Ada warna biru, melambangkan hati itu damai dan tenang. Sebab itu ada syair lagu yang berbunyi: birunya hatiku.
Ada lagi yang mengatakan, hati itu putih seputih kapas. Seputih salju. Seputih melati. Putih bersih sebagai lambang kesucian. Mewakili kebaikan.
Yang paling banyak ditemukan, hati berwarna pink. Merah muda. Itu melambangkan bahwa hati adalah penuh cinta.
Aku duduk membayangkan di bawa pohon cherry di kala senja. Macam apakah warna hatiku.
Berwarna biru yang penuh damaikah? Tak kutemukan!
Apakah seputih melati berisi kebaikan nan suci? Kurasa-rasa, tak ada juga!
Kuteleti, mungkinkah berwarna pink karena penuh cinta? Kurenungkan, sepertinya jauh dari cinta.
Aku tercekat. Sebab yang kutemukan, kini warna hatiku adalah PEKAT. Keruh tak jelas warnanya.
Tak ada damai, kebaikan, dan cinta kasih lagi. Bukan sekadar abu-abu. Tapi sudah PEKAT.
Itulah sebabnya hidupku berubah jadi bejat. Tak tahu adat dan moralitas. Hati kalut dan awut-awutan.

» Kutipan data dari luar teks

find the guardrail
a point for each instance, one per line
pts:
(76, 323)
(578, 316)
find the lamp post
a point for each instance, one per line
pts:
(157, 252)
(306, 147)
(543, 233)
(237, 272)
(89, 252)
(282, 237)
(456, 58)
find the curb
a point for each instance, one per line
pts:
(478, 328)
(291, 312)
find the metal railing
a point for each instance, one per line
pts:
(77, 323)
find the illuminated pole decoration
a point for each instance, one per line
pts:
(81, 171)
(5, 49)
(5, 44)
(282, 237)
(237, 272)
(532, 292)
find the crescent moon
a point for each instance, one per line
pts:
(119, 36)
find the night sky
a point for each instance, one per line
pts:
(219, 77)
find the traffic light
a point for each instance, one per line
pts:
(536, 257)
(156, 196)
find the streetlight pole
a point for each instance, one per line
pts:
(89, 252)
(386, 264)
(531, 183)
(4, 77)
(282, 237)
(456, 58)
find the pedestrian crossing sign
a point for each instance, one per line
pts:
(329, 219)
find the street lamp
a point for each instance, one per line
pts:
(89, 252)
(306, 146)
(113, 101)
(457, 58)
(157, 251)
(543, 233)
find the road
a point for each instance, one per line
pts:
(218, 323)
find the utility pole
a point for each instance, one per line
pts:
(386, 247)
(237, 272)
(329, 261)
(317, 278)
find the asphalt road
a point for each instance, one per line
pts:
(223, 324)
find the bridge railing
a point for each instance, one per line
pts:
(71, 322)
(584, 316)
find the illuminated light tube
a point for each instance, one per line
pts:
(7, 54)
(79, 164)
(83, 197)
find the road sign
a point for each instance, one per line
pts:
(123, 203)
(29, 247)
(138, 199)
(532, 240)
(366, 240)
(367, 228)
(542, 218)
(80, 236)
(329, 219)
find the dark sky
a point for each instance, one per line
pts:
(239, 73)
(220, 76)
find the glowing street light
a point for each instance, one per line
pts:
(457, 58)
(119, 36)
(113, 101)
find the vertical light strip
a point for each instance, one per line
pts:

Akibat hatiku berwarna PEKAT. Tidak dapat melihat jelas. Tak bisa membedakan salah dan benar.
Jauh dari kebenaran. Mengedepankan pembenaran. Dosa menjadi tertawaan. Bicara ajaran agama sudah dianggap kuno. Kemaksiatan menjadi kiblat kehidupan. Kebohongan sudah tak ubahnya santapan.

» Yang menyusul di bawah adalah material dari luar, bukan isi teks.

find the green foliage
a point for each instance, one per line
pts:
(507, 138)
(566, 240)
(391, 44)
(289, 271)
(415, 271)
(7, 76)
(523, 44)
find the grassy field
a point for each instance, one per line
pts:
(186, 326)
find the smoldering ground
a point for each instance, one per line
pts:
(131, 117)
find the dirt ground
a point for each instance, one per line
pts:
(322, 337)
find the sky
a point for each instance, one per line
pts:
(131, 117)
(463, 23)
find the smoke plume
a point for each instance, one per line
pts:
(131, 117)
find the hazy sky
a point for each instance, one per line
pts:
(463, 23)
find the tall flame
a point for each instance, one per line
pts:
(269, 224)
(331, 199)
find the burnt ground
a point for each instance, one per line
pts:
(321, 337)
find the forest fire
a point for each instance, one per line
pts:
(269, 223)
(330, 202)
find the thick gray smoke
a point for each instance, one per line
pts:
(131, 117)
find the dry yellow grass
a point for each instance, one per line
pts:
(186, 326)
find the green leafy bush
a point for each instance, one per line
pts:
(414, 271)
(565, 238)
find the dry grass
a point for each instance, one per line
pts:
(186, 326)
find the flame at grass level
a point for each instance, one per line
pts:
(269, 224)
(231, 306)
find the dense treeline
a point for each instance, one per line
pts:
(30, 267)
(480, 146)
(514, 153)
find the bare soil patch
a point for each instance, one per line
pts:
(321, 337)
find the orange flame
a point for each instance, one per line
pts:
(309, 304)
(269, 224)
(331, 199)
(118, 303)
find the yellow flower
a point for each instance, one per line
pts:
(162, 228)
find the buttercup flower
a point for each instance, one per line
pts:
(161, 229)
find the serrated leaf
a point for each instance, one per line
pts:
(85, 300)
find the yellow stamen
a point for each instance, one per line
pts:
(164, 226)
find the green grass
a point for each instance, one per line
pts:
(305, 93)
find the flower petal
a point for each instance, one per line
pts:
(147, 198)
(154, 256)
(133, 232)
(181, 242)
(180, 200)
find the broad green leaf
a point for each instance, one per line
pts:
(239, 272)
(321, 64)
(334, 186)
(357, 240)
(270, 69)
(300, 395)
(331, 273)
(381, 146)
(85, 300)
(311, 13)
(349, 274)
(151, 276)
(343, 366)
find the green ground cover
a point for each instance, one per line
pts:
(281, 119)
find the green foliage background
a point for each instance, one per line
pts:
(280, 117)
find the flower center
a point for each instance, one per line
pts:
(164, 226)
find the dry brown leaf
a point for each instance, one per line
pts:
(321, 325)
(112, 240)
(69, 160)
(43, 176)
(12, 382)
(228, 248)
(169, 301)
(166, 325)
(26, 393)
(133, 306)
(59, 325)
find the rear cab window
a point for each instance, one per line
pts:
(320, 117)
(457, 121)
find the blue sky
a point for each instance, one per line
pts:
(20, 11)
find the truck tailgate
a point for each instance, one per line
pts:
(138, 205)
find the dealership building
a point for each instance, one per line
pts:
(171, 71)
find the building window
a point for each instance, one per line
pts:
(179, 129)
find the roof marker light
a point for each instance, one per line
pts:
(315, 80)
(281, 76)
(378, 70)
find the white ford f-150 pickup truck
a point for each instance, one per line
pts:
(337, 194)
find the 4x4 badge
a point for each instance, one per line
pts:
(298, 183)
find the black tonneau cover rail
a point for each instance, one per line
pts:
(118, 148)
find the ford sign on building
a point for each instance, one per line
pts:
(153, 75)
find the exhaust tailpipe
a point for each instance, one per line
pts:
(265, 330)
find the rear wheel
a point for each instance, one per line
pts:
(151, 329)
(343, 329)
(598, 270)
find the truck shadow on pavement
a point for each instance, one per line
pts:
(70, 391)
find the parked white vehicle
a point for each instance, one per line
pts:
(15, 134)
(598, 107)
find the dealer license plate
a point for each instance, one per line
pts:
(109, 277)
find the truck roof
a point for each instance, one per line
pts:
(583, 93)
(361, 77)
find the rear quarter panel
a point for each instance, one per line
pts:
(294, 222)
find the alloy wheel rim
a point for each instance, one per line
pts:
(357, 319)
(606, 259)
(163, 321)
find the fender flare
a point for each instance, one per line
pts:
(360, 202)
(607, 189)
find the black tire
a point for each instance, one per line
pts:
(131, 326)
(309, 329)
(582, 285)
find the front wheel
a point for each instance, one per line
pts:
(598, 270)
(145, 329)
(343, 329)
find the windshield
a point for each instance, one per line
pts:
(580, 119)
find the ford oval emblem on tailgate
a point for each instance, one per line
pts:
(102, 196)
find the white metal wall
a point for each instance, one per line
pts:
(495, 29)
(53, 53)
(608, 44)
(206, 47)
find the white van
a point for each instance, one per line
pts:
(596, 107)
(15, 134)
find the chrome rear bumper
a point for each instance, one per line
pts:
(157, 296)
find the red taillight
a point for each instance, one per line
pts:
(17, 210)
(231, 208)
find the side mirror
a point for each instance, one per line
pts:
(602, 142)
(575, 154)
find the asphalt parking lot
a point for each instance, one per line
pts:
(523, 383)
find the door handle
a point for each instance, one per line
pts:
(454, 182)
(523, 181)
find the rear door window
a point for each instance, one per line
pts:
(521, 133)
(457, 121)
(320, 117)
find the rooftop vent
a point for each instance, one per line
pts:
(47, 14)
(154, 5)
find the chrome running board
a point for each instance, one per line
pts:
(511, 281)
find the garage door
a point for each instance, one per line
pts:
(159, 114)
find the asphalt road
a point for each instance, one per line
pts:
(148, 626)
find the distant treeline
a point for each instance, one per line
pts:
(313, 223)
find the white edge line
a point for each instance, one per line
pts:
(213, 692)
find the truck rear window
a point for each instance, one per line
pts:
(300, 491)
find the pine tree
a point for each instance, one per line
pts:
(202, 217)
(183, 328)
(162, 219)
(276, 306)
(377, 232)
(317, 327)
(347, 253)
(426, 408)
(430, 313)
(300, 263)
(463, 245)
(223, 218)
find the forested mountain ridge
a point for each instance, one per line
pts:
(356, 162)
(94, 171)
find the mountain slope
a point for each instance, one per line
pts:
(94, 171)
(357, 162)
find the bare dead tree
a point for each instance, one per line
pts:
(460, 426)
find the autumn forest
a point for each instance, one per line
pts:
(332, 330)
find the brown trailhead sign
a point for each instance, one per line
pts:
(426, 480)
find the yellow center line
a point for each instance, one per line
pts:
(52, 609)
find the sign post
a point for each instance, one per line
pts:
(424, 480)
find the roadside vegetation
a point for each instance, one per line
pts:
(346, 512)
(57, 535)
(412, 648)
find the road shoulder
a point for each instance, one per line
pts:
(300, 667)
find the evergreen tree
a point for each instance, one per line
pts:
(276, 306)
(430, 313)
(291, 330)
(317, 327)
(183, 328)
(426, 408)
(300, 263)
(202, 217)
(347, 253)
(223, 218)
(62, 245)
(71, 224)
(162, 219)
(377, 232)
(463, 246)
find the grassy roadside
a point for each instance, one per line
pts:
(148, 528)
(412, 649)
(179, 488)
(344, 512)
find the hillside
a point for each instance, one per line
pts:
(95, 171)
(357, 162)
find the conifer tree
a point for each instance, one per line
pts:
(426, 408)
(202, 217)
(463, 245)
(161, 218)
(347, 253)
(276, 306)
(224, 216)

PEKAT oh PEKAT hatiku. Masihkah ada kunci kesadaran untuk membuka pintu pertobatan? Atau semakin tersesat dalam kebejatan?
Sebiji buah cherry ranum menimpa persis di atas kepalaku. Menyadarkan ternyata di sekitarku pemandangannya sudah PEKAT. Saatnya menyalakan lampu.